Dec 28, 2016 04:05 AM EST
NASA Shows Off Space Laser To Study The Ocean
NASA has revealed one of its projects that is used to study the ocean. The Cloud-Aerosol LIdar with Orthogonal Polarization (CALIOP) can be found aboard the Cloud-Aerosol Lidar and Infrared Pathfinder Satellite Observation (CALIPSO) satellite.
Engadget reported that the CALIOP is used to measure plankton levels through clouds. Before, NASA was only able to measure plankton levels from satellites when it's sunny and the sun's reflection can be seen on the ocean.
This time, though, the Lidar-based system does not rely heavily on outside light sources. It can now see vegetation whether it is daytime or nighttime and even when it's cloudy.
Chris Hostetler, a Langley research scientist, described CALIOP as a "game-changer" when it came to ocean remote sensing from space. Researchers are now able to study the high-latitude ocean ecosystem at any time of the year.
Since 2006, researchers have used the CALIOP to study variations in plankton. According to Digital Trends, NASA scientists were able to make a new discovery about plankton.
It was noted that minor environmental changes in polar food webs play a major part in influencing the high and low cycles of phytoplankton. This information is important in understanding how key ocean ecosystems affect the Earth's climate.
Michael Behrenfeld, a marine plankton expert at Oregon State University in Corvallis, added that knowing what controls the phytoplankton cycles and how it may change in the future is important. If we understand the process, it would help us predict the implications these changes have on the different parts of the food web.

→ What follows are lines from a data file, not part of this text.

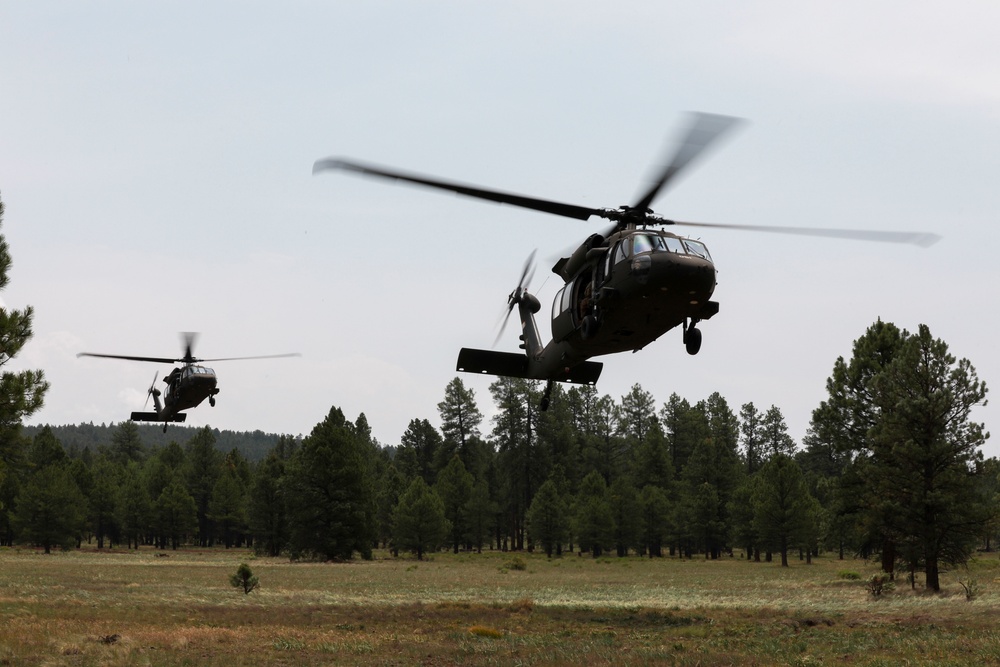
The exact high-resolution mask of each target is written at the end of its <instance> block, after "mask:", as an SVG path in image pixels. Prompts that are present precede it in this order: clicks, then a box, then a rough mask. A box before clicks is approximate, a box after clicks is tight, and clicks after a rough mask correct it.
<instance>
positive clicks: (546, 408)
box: [539, 380, 555, 412]
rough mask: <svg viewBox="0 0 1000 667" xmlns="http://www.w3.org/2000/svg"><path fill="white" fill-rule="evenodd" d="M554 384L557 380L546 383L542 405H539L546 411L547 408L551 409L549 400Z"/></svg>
mask: <svg viewBox="0 0 1000 667" xmlns="http://www.w3.org/2000/svg"><path fill="white" fill-rule="evenodd" d="M554 385H555V382H553V381H552V380H549V381H548V382H546V383H545V392H544V393H543V394H542V402H541V405H539V408H541V410H542V412H545V411H546V410H548V409H549V401H550V400H551V398H552V387H553V386H554Z"/></svg>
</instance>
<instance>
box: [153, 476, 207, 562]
mask: <svg viewBox="0 0 1000 667" xmlns="http://www.w3.org/2000/svg"><path fill="white" fill-rule="evenodd" d="M153 515H154V520H153V527H154V529H155V530H156V534H157V543H158V544H157V546H159V548H161V549H165V548H167V547H168V546H169V547H171V548H172V549H174V550H176V549H177V548H178V547H180V545H181V544H182V543H183V542H184V541H185V540H187V539H188V538H190V537H192V536H194V535H196V534H197V532H198V504H197V502H196V501H195V499H194V497H193V496H192V495H191V494H190V493H189V492H188V490H187V487H186V486H185V485H184V484H183V483H182V482H181V480H180V477H179V476H175V477H174V479H173V480H172V481H171V482H170V484H168V485H167V487H166V488H165V489H163V493H161V494H160V497H159V498H157V499H156V502H155V504H154V506H153Z"/></svg>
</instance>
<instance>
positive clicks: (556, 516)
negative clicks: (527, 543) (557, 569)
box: [528, 479, 569, 558]
mask: <svg viewBox="0 0 1000 667" xmlns="http://www.w3.org/2000/svg"><path fill="white" fill-rule="evenodd" d="M568 523H569V519H568V516H567V512H566V503H565V502H563V499H562V497H561V496H560V495H559V489H558V488H556V484H555V482H554V481H553V480H551V479H549V480H546V481H545V483H544V484H542V485H541V486H540V487H538V493H536V494H535V497H534V498H533V499H532V501H531V507H529V508H528V534H529V535H530V536H531V539H532V541H533V542H534V543H535V544H537V545H539V546H541V548H542V550H543V551H544V552H545V555H546V556H548V557H549V558H551V557H552V555H553V554H558V553H561V552H562V544H563V541H564V540H565V539H566V535H567V533H568V532H569V531H568V528H569V526H568Z"/></svg>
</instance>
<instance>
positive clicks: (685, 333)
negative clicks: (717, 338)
mask: <svg viewBox="0 0 1000 667" xmlns="http://www.w3.org/2000/svg"><path fill="white" fill-rule="evenodd" d="M684 348H685V349H686V350H687V352H688V354H698V351H699V350H701V329H697V328H695V326H694V325H691V326H689V327H688V328H687V330H686V331H685V332H684Z"/></svg>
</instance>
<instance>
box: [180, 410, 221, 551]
mask: <svg viewBox="0 0 1000 667" xmlns="http://www.w3.org/2000/svg"><path fill="white" fill-rule="evenodd" d="M215 441H216V439H215V433H214V432H212V429H211V428H210V427H208V426H205V427H204V428H201V429H199V430H198V431H197V432H196V433H195V434H194V436H193V437H192V438H191V439H190V440H189V441H188V443H187V450H186V451H185V454H184V464H185V472H186V475H185V476H186V479H187V488H188V493H190V494H191V497H192V498H194V501H195V506H196V507H197V508H198V539H199V541H200V544H201V546H203V547H207V546H212V544H213V542H214V539H215V535H214V532H213V530H212V529H213V526H212V519H211V517H210V516H209V511H208V504H209V502H210V501H211V499H212V489H214V488H215V483H216V482H217V481H218V479H219V475H220V474H221V473H222V454H221V453H220V452H219V450H217V449H216V448H215Z"/></svg>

NASA continues to improve the lidar technology. It is expected that scientists can have a more accurate measurement of the distribution of plankton in the future. This information, as per the space agency, is "critical for understanding cycling of ocean carbon, and for determining and managing the health of global ocean ecosystems."
Meanwhile, it was previously reported that NASA has enlisted SpaceX to provide the launch services needed for its Surface Water and Ocean Topography (SWOT) mission. It is expected to happen five years from now.